Some digital promises need people to check who made them using special computer programs. But with digital contracts, you don’t always need a person in the middle. The computer checks everything for you. Sure, it’s a bit technical. You will have to learn about a thing called Solidity and later you will also hear about NFTs.
What’s cool about these online contracts is that they’re easy to use. Even if you don’t understand all the computer stuff behind them, it’s like using a computer or phone: you don’t need to know how it’s built to use it!
What Blockchain has Smart Contracts?
You might have heard of Ethereum, the best-in-class blockchain to use smart contracts. But there are other options too, like EOS, Cardano, NEO, and QTUM. Each of these has its own cool features. Just like when a guy named Buterin made Ethereum in 2013, these newer technologies are also getting better and better.
Blockchain is like a digital ledger or notebook that keeps track of transactions. Think of it as a chain of blocks, where each block has information. One cool thing it brought us is called a “smart contract”. The blockchain model was invented back in 2009. Smart Contracts blockchain explained is as simple as adding both technologies together.

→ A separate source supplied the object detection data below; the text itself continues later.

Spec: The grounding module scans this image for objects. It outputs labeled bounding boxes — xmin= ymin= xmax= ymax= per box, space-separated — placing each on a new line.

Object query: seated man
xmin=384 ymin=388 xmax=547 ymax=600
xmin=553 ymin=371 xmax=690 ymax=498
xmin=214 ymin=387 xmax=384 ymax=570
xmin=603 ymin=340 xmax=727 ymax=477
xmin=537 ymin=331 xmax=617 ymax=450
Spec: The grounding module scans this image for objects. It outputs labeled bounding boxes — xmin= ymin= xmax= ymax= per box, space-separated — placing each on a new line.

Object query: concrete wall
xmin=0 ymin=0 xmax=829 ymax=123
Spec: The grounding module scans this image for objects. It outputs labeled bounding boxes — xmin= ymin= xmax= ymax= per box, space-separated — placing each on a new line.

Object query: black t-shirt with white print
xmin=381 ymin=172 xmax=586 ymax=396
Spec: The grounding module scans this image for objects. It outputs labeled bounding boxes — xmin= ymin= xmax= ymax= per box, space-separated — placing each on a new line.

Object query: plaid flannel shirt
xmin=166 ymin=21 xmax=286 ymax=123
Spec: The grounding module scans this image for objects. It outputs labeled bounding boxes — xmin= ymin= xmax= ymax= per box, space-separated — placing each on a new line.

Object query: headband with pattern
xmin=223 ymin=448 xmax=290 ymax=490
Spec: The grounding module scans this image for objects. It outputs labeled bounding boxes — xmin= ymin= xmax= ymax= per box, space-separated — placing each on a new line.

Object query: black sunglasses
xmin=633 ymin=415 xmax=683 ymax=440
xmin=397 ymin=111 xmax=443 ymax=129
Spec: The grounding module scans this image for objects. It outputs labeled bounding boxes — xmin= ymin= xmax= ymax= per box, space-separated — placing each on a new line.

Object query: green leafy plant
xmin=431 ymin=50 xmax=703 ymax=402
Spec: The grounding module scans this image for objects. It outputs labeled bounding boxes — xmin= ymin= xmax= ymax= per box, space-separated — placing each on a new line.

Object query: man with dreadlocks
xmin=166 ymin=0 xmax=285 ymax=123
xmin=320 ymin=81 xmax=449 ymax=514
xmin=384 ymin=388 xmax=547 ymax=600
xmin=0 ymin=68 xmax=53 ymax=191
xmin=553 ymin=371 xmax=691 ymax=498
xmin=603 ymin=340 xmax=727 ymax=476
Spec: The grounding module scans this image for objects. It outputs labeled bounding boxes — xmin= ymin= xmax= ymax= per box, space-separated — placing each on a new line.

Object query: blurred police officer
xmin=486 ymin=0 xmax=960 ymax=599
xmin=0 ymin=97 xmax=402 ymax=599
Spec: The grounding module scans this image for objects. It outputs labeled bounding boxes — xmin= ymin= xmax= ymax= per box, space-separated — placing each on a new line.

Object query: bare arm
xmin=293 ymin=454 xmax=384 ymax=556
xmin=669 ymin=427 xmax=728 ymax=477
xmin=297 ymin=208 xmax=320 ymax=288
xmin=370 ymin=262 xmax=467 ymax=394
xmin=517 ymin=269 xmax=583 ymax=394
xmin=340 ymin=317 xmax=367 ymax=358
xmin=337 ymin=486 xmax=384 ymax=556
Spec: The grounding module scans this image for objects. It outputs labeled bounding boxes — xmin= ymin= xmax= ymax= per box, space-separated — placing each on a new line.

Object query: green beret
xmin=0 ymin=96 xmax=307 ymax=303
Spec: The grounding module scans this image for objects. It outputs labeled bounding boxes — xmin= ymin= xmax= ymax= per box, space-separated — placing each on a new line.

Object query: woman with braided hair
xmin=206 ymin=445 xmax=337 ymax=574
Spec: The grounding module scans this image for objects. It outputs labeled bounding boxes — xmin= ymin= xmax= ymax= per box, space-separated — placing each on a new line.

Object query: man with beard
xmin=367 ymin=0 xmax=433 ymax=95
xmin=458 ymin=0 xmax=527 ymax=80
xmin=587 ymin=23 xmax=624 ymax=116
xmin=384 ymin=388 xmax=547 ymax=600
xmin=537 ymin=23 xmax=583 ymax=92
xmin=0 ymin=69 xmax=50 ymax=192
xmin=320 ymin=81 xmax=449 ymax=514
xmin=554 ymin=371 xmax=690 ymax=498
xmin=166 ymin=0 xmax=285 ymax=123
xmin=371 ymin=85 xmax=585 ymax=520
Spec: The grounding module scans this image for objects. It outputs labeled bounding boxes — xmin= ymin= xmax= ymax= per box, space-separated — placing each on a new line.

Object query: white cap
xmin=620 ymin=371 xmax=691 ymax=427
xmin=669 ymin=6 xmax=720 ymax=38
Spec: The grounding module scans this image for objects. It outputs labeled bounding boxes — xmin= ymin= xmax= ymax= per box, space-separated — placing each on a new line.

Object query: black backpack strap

There’s a special place called Ethereum where lots of these online contracts live. People can make apps there using these digital agreements, which can help in things like banking, insurance payment, shipment, tracking goods, selling houses, and more. Because of these online arrangements, things can be done quicker, cheaper, and more honestly.
Smart Contract Meaning
A smart contract means having a digital agreement that can work by itself without needing someone to check on it. Imagine two friends making a deal, and instead of relying on another friend to make sure it’s kept, there’s a computer program that ensures the deal is done.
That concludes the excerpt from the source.